11 Responses to “Eternal Lies – Mexico City”

  1. Zeta Kai says:

    I just wanted to say that I’m really enjoying this series. I doubt that I’ll ever get to run it, but I wish that I had the time/group for this sort of thing. I would love to see you do a remix of more notable campaigns/dungeons, like the Tomb of Horrors or the Red Hand of Doom.

  2. Jonathan Hunt says:

    Thank you for your continued work on these. While I’m a long way off running this campaign, it gives me great pleasure to read through your works.

  3. Justin Alexander says:

    @Zeta Kai: I’ve had a long back-burnered concept for combining Red Hand of Doom and the Splintered Peace campaign from Atlas Games into a single campaign. So… maybe some day! 😉

  4. Brotherwilli says:

    As someone who’s run Red Hand of Doom, I’d love to see that mashup. RHoD is a great campaign, but I couldn’t run it as written without significant changes to the timeline and connecting pieces between scenes.

  5. Justin Alexander says:

    @Zeta Kai: Something else I should mention is that the campaign takes about 100 hours of playing time. (My group did it in 95, but it could easily range up to 110 or so depending on how things actually play out.)

    So it’s a good chunk of time. But not a completely daunting one: About half a year of weekly 4 hour sessions.

  6. Canyon F says:

    Are there supposed to be actual audio files for the new De La Luz recordings? I’ll admit it, I’m getting spoiled by your preparation and thoroughness.

  7. Justin Alexander says:

    There are not, I’m afraid.
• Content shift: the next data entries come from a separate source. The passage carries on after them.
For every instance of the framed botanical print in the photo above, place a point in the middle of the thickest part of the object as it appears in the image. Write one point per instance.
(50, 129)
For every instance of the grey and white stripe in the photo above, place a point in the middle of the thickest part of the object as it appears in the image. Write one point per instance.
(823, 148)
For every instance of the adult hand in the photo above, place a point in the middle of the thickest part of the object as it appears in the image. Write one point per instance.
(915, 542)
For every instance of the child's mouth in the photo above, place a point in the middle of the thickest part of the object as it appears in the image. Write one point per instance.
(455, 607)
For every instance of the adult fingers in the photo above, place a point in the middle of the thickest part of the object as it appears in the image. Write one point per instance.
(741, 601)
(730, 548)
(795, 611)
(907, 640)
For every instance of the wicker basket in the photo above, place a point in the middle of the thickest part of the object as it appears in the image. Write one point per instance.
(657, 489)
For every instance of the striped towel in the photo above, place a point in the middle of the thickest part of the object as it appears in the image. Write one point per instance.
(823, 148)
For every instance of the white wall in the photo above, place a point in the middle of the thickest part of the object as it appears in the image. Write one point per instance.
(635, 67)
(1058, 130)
The idea of multiple recordings as a way to juice up the Mexico City finale didn’t occur to me until just before we started the location, which didn’t leave me enough time to figure out how to make additional recordings that would sound reminiscent to the one I’d already made.

  8. Sven says:

    Thanks for all the great work Justin, my group is absolutely loving the campaign, and the handouts.
    There is one thing that stood out in the Mexico chapter…: in the PO Box they found the postcard from Dominguez to Brooks. However, the address shown on it is of Brooks home address (Rio Tigris), not the PO Box address…
    Almost finished here, and then off to Yucatan (They only did Savannah and LA previously)

  9. Gold says:

    “By night, La Paz fills up with hepcats and literati. Bands play every night (although La Paz only comes in on Saturdays).” ???
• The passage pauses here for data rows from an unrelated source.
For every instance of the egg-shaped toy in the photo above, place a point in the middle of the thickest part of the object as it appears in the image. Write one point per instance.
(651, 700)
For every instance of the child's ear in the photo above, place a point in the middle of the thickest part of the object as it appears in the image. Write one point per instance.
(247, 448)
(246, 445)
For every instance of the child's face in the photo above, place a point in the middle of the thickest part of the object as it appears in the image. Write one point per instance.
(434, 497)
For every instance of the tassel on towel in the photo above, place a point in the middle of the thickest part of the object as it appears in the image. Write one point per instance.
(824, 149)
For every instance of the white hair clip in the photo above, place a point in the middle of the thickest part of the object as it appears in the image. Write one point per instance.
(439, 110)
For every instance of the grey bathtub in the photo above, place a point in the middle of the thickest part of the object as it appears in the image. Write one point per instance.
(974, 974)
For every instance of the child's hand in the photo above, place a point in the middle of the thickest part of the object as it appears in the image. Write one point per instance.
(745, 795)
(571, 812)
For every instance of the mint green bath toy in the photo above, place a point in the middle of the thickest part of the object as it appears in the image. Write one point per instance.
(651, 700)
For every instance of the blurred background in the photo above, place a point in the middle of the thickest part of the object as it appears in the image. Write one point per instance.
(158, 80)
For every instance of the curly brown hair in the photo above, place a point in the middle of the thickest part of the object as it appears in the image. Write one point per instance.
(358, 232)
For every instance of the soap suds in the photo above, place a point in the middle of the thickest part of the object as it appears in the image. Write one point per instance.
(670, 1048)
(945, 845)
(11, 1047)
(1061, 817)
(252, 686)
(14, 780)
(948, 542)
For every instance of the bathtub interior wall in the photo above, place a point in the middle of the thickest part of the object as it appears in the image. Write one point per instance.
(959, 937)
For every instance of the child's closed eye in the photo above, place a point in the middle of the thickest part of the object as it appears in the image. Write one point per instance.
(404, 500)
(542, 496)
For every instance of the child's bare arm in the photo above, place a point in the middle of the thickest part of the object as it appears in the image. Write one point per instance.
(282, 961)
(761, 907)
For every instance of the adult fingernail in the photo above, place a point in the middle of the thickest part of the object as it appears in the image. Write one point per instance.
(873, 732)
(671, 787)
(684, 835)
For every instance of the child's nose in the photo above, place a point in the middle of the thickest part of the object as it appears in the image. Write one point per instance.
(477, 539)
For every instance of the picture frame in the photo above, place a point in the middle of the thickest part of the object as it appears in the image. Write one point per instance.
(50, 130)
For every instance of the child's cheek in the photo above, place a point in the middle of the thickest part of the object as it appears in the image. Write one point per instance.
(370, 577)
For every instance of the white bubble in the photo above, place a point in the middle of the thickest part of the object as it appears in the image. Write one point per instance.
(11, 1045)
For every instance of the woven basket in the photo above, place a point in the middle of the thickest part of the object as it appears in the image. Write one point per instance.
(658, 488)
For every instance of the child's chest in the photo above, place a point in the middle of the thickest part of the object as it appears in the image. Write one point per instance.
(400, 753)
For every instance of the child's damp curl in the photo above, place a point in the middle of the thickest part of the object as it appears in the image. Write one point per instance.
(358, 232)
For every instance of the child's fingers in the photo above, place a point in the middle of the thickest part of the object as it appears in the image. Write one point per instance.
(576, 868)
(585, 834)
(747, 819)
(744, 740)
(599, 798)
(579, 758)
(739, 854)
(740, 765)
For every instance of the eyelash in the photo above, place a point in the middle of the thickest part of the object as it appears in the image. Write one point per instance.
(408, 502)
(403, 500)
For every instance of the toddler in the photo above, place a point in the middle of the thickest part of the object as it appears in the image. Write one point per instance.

  10. Ramón Nogueras says:

    Hey Justin, just a quick word to say we’re having a blast with yor remix. The crew just left Los Ángeles after a short break-in in Trammel’s house. They got to the office, but a Minor Mouth appeared and they lost their shit, so they left without getting to the hidden cellar. Now we’re moving to Act II and they have decided to investigate Mexico. So thanks for all your work.

  11. Payton Wynn says:

    My group just started to play the Mexico City section; they decided to go there after a nocturnal incursion in Trammel’s manor in L.A. which ended in a brief shootout and escape after, in a way which seems very close to what Ramón Nogueras describes in the previous comment about their group experience, “losing their shit” when a Minor Mouth appeared while were witnessing what was happening in the hidden cellar. All the other possible destinations seemed to much far away, and two of the Investigators know Spanish, so they choose Mexico in the hopes of learning more about the cult (Ethiopia was the next best favoured option).

    As a sidenote, given that Spanish is my native language (I am from Spain), I think that “Javier Luna and His Grinning Fools” would be better translated as “Javier Luna y sus Tontos Sonrientes” instead of “Javier Luna y Su Sonriendo Tontos” (which in Spanish would be closer to “Javer Luna and his Grinning Dumbly”). Keep also in mind that in Spanish usually we wouldn’t capitalize the “Y” and “Su”. Consider this comment my extremely small contribution to your remix!